Ist das Bereithalten startklarer Atomraketen, die zum Beispiel durch ein menschliches Versehen oder durch ein technisches Versagen in Bewegung gesetzt werden können und dann binnen weniger Minuten auf gegnerischem Territorium explodieren und katastrophale Verwüstungen und Greuel anrichten, nur eine objektive Bedrohung oder zugleich auch eine völkerrechtlich verbotene Androhung von Gewalt?

Hier herrscht im Völkerrecht viel Unklarheit. Aus dem Nicaragua-Urteil des IGH läßt sich lediglich entnehmen, daß erst eine Gesamtbewertung aller Umstände, zum Beispiel einer Truppenkonzentration an der Grenze oder sonstiger Vorbereitungshandlungen, die Entscheidung ermöglicht, ob eine verbotene Androhung von Gewalt vorliegt.

Ausnahmen vom Gewaltverbot

Gewaltanwendung durch die Vereinten Nationen

Zwangsmaßnahmen nach Art. 42 UN-Charta

Bei Friedensbedrohungen, Friedensbrüchen und Angriffshandlungen ist der UN-Sicherheitsrat durch die UN-Charta ermächtigt, Zwangsmaßnahmen nicht-militärischer Art und militärischer Art zu beschließen und durchzuführen (Kapitel VII der UN-Charta).

Grundlage für solche militärischen Zwangsmaßnahmen ist Art. 42 UN-Charta.
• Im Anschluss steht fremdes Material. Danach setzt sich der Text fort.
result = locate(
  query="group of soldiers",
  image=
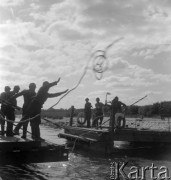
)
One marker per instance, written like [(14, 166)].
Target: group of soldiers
[(115, 106), (31, 110)]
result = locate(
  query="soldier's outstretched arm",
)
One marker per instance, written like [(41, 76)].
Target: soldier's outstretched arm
[(57, 94)]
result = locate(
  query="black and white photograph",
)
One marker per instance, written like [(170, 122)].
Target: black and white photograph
[(85, 89)]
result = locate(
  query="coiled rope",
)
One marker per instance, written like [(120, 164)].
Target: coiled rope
[(100, 65)]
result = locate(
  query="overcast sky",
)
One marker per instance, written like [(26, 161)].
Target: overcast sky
[(47, 39)]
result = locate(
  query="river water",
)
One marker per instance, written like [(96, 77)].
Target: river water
[(83, 165)]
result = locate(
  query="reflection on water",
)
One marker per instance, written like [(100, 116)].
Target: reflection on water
[(82, 165)]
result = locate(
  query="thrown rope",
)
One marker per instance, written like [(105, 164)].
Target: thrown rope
[(98, 68)]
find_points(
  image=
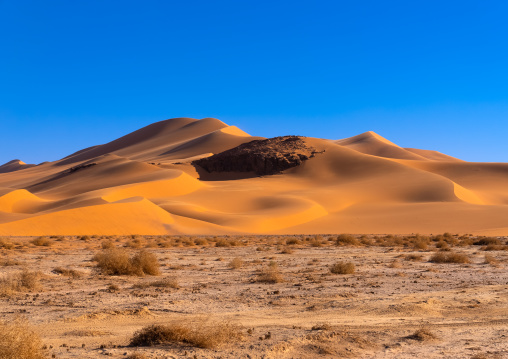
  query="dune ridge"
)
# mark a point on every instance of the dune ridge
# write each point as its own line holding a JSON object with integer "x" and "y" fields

Die Vorschrift lautet: „Wenn der Sicherheitsrat der Meinung ist, daß die in Artikel 41 bezeichneten Maßnahmen (= solche nicht-militärischer Art) unzureichend sind, oder daß sie sich als unzureichend erwiesen haben, kann er mit Luft-, See- oder Landstreitkräften die zur Wahrung oder Wiederherstellung des Weltfriedens und der internationalen Sicherheit erforderlichen Maßnahmen durchführen. Sie können Demonstrationen, Blockaden und sonstige Einsätze der Luft-, See- oder Landstreitkräfte von Mitgliedern der Vereinten Nationen einschließen.“

Zur Unterstützung des Sicherheitsrates bei der Durchführung militärischer Zwangsmaßnahmen ist in Art. 47 UN-Charta ein aus den Generalstabschefs (oder ihren ständigen Vertretern) der ständigen Ratsmitglieder (USA, Rußland, Frankreich, Großbritannien und China) gebildeter Generalstabsausschuß eingesetzt. Nach Art. 47 Nr. 3 UN-Charta ist dieser Generalstabsausschuß unter der Autorität des Sicherheitsrates verantwortlich für die strategische Leitung aller den Vereinten Nationen zur Verfügung gestellten Streitkräfte. Die Pläne für die Anwendung von Waffengewalt werden vom Sicherheitsrat mit Unterstützung des Generalstabsausschusses festgelegt (Art. 46 UN-Charta), also nicht von den Staaten, die den Vereinten Nationen Streitkräfte zur Verfügung stellen.

Militärische Zwangsmaßnahmen dieser Art sind bisher vom UN-Sicherheitsrat für Einsätze in Somalia (1992/1993) und in Bosnien-Herzegowina (1992 ff) beschlossen worden.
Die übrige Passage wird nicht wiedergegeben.